Or, je demande s’il est vraisemblable que Dieu ait créé tant de choses avec l’esprit de l’homme. Pour moi, cela ne me paraît pas ainsi ; principalement puisque cela se peut faire d’une autre manière très-simple et très-facile, comme nous verrons bientôt. Car, comme Dieu agit toujours par les voies les plus simples, il ne paraît pas raisonnable d’expliquer comment nous connaissons les objets en admettant la création d’une infinité d’êtres, puisqu’on peut résoudre cette difficulté d’une manière plus facile et plus naturelle.

Mais quand même l’esprit aurait un magasin de toutes les idées qui lui sont nécessaires pour voir les objets, il serait néanmoins impossible d’expliquer comment l’âme pourrait les choisir pour se les représenter ; comment par exemple il se pourrait faire qu’elle aperçût, dans l’instant même qu’elle ouvre les yeux au milieu d’une campagne, tous ces divers objets dont elle découvre la grandeur, la figure, la distance et le mouvement.

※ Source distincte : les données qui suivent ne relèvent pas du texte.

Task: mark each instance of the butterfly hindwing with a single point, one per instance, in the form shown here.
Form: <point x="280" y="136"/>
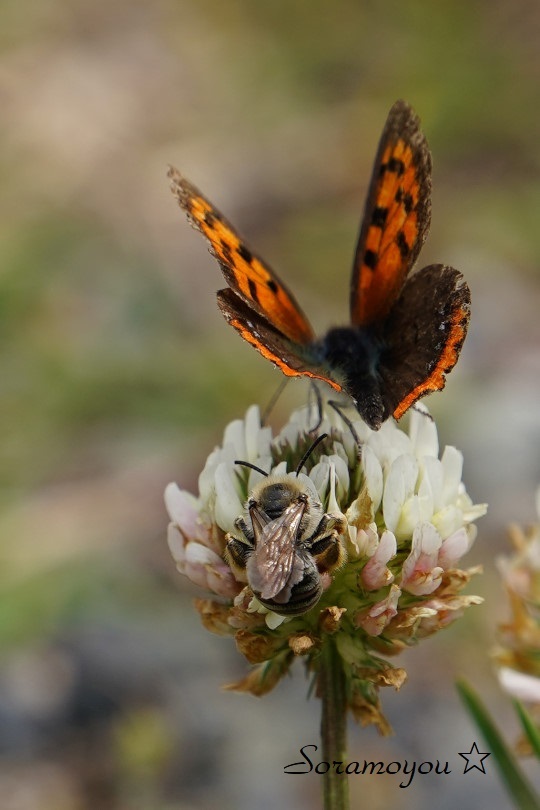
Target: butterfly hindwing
<point x="244" y="271"/>
<point x="423" y="334"/>
<point x="396" y="218"/>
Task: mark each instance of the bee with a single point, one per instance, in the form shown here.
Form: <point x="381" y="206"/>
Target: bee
<point x="288" y="545"/>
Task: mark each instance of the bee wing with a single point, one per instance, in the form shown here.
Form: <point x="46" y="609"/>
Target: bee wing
<point x="275" y="565"/>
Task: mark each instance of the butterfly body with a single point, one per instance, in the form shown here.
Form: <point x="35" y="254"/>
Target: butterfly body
<point x="405" y="332"/>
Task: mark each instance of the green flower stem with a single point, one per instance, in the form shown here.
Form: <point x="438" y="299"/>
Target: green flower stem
<point x="332" y="691"/>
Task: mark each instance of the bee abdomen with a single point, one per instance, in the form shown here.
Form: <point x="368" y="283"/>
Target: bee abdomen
<point x="303" y="597"/>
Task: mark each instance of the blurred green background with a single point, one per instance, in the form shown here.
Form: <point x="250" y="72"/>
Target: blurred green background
<point x="118" y="373"/>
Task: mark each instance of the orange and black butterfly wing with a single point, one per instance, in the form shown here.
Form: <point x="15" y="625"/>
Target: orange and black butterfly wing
<point x="293" y="359"/>
<point x="396" y="218"/>
<point x="423" y="336"/>
<point x="245" y="273"/>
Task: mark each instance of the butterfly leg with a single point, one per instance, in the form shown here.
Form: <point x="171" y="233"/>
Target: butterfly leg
<point x="337" y="407"/>
<point x="274" y="398"/>
<point x="315" y="392"/>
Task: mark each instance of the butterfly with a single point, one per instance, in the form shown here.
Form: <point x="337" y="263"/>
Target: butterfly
<point x="406" y="330"/>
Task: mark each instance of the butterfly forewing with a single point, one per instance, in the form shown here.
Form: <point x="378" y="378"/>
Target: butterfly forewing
<point x="293" y="360"/>
<point x="245" y="272"/>
<point x="396" y="219"/>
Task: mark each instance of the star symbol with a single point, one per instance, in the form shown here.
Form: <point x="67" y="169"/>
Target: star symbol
<point x="474" y="759"/>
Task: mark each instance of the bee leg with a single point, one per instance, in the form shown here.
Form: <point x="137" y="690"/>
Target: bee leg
<point x="329" y="552"/>
<point x="328" y="524"/>
<point x="236" y="555"/>
<point x="246" y="530"/>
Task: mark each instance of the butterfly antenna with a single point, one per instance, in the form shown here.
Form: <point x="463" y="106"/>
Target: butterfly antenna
<point x="310" y="450"/>
<point x="251" y="467"/>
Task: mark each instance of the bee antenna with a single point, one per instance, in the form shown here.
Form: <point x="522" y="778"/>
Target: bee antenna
<point x="309" y="451"/>
<point x="252" y="467"/>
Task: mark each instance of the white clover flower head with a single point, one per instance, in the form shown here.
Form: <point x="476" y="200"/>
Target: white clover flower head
<point x="406" y="519"/>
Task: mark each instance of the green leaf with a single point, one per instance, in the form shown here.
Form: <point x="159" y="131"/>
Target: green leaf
<point x="532" y="732"/>
<point x="519" y="788"/>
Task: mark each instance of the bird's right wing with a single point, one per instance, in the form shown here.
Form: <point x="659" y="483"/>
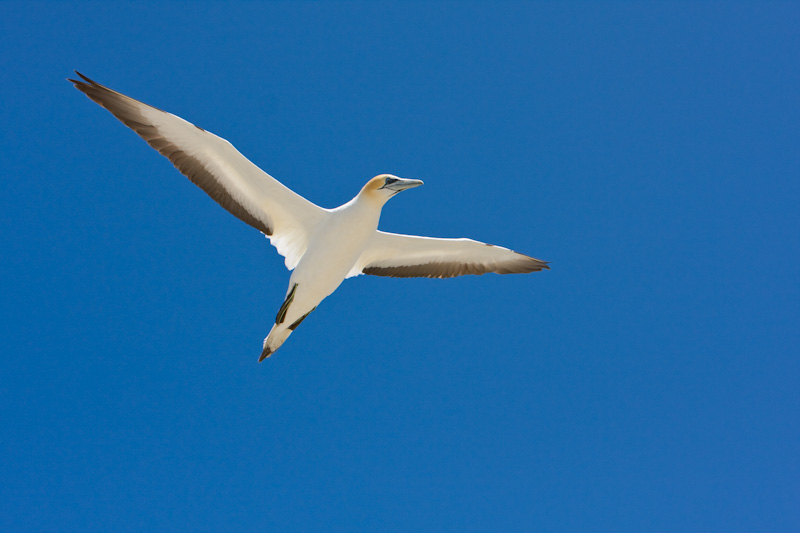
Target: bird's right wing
<point x="214" y="165"/>
<point x="409" y="256"/>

Elle ne pourrait pas même, par cette voie, apercevoir un seul objet, comme le soleil. lorsqu’il serait présent aux yeux du corps ; car, puisque l’image que le soleil imprime dans le cerveau ne ressemble point à l’idée que nous en avons, comme on l’a prouve ailleurs, et même que l’âme n’aperçoit pas le mouvement que le soleil produit dans le fond des yeux et dans le cerveau, il n’est pas concevable qu’elle pût justement deviner, parmi ce nombre infini d’idées qu’elle aurait, laquelle il faudrait qu'elle se représentait pour imaginer ou pour voir le soleil, et le voir de telle ou de telle grandeur déterminée. On ne peut donc pas dire que les idées des choses soient créées avec nous, et que cela suffit afin que nous voyions les objets qui nous environnent.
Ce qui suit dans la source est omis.